How to Get the Full MusicBrainz Dataset with ISRCs (for Spotify API Matching)?

Hey,

I’m working on a research project for my bachelor’s thesis related to music recommendation systems. One part of my analysis involves comparing seed songs with their recommendations on Spotify, and for that, I need to retrieve a large set of songs with valid ISRCs to cross-match with the Spotify Web API.(I thought ISRCs are the best way to do the match?)

So far, I’ve worked with the public JSON recording dump, but it only contains a few thousand recordings with ISRCs — far from the millions that MusicBrainz is known to have.(Database statistics - Timeline graph - MusicBrainz)

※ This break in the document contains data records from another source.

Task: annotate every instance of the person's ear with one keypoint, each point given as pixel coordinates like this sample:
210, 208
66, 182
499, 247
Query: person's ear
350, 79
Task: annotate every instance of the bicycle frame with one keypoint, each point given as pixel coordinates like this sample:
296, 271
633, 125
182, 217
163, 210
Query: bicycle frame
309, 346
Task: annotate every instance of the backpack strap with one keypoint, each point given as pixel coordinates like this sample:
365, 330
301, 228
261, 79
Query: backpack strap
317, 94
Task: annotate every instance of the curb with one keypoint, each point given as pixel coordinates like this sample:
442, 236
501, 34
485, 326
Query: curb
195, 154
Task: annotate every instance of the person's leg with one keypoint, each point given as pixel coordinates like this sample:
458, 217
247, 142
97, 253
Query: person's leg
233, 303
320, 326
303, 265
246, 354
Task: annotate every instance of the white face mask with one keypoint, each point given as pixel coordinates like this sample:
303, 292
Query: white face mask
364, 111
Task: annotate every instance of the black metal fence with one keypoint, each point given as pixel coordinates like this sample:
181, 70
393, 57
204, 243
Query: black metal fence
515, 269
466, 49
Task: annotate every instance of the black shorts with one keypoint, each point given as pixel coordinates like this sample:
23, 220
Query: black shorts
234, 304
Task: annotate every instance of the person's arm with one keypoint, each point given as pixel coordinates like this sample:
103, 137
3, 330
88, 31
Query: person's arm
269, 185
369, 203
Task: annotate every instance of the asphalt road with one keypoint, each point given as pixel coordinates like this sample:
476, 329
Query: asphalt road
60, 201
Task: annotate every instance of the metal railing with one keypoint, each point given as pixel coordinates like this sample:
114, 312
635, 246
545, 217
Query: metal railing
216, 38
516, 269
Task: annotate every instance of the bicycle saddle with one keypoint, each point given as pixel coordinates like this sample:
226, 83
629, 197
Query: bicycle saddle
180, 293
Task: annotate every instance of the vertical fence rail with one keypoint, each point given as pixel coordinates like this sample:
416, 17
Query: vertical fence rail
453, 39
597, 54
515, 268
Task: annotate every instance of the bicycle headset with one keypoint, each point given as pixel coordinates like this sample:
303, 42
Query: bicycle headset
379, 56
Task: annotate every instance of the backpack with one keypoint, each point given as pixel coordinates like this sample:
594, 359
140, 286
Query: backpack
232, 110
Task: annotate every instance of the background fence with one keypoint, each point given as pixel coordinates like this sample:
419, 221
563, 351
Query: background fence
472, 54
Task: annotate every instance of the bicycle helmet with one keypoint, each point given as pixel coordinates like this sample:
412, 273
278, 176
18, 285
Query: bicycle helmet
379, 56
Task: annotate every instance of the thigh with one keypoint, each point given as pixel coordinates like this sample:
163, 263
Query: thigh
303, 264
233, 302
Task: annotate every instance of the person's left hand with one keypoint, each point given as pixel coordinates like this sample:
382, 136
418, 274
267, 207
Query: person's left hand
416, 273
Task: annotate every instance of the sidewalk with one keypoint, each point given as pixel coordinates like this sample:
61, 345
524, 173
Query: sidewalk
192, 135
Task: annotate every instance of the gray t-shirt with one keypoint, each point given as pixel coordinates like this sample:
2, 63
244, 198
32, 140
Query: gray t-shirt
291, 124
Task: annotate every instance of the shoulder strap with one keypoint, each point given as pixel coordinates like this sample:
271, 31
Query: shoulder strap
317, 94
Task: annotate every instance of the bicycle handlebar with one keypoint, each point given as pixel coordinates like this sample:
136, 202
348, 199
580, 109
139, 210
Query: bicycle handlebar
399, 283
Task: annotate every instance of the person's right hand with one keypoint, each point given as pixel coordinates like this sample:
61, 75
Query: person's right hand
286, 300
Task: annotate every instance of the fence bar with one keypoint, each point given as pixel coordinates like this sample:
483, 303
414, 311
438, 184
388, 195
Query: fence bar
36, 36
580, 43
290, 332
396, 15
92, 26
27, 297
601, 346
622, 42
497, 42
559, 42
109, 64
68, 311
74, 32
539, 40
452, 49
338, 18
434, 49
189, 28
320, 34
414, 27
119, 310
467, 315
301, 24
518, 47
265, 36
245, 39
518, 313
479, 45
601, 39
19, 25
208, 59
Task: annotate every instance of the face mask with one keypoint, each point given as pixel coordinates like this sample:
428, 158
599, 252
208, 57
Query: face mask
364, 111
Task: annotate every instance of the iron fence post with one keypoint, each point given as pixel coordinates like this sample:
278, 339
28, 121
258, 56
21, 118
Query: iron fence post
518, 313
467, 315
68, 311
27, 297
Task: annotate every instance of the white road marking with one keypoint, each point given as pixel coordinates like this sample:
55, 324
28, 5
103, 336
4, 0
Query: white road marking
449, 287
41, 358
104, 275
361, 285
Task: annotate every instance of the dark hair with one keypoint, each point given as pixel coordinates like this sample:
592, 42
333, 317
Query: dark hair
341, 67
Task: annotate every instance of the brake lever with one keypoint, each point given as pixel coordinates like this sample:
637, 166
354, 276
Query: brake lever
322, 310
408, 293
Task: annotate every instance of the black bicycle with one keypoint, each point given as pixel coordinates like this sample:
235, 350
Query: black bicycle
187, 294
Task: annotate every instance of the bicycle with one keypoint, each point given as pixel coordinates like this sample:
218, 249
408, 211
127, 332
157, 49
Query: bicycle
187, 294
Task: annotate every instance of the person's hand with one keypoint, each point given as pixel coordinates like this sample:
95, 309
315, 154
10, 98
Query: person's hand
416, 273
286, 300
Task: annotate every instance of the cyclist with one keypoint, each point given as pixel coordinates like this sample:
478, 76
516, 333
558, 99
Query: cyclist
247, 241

Here’s what I’m trying to understand:

  1. Is there a way to access a more complete or full dataset of MusicBrainz recordings that include ISRCs?
  • Are ISRCs only available through a full PostgreSQL DB setup?
  • Is there an alternative dataset or dump that includes them?
  1. What’s the recommended way to extract this information efficiently (recording title + artist + ISRC)?
  • Should I set up the full PostgreSQL DB and query recording + isrc + artist_credit tables?
  • Or is there a lighter-weight method that gives sufficient coverage?
  1. Any tips for matching MusicBrainz data to Spotify tracks via the Spotify API?
  • I’m currently searching tracks using ISRCs, but in many cases, Spotify returns no match even though the song exists with a different ISRC or under slightly different artist names or doesn’t exist on Spotify at all.

I’d appreciate any insights, best practices, or recommended tools you’ve used for similar large-scale MusicBrainz extraction and ISRC-Spotify mapping workflows.

Thanks a lot in advance!